The body remembers the cradle of the womb.
The soul remembers union with the Infinite.
May this touch remind you of your Source
and bring you back to its seeds within yourself.

voiceless

To be a childhood abuse survivor is to exist without a voice.

Nobody hears when you tell them to stop. Nobody hears when you tell them why you’re crying.

The pain of being voiceless gets better, but the desire to be heard never goes away. It permeates one’s being like a curse that has settled into one’s DNA — “Until you get people to listen to you, you will never be whole.”

Sometimes you get people to listen to you, but it doesn’t break the spell. It never will, because it cannot erase the memory of adults saying, “Are you sure?” and shrugging off your story because you are a child and they are trusted more than you.

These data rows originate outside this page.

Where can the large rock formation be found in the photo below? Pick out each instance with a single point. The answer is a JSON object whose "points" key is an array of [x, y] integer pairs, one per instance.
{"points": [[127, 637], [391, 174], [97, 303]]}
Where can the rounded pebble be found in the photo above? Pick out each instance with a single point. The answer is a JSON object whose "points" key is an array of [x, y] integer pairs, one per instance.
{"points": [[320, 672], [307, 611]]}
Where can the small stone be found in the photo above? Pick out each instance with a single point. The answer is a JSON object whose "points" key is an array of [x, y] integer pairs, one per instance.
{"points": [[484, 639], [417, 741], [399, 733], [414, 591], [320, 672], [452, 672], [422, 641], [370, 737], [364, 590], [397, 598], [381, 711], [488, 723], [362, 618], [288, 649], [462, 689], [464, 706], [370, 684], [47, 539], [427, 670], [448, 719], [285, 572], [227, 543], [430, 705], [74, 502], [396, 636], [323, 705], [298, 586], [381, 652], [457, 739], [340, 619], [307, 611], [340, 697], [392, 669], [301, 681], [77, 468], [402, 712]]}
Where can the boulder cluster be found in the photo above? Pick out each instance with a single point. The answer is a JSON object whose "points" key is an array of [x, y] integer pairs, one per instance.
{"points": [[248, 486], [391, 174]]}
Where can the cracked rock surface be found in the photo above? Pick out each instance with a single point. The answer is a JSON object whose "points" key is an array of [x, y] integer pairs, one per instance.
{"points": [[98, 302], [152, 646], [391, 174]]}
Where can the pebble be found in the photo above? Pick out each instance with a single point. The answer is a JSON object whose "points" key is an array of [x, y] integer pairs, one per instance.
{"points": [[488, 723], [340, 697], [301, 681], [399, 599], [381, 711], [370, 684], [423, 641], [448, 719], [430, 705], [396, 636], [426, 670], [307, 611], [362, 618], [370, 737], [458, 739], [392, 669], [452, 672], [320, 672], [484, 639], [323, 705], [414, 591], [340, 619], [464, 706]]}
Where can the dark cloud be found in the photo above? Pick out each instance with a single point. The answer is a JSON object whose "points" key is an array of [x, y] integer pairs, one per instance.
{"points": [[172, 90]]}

This is what mixes up with my feelings about getting published, and it has complicated my decisions about publishing. I want to be heard but I want to be true to my experience and ideals as well. The data from Kindle Scout doesn’t bode well for me. The last two days I’ve gotten less than 20 nominations a day; my writing doesn’t grab people. I have to accept this and go on.

My next step will be to self-publish this first work (despite the fact no one will likely not read it in the swamp of Kindle) and I’m probably going to quit querying. I then have to consider whether I will continue writing just for myself.  Writing takes lots of time and I don’t have a muse to energize my soul right now, so my writing is up in the air.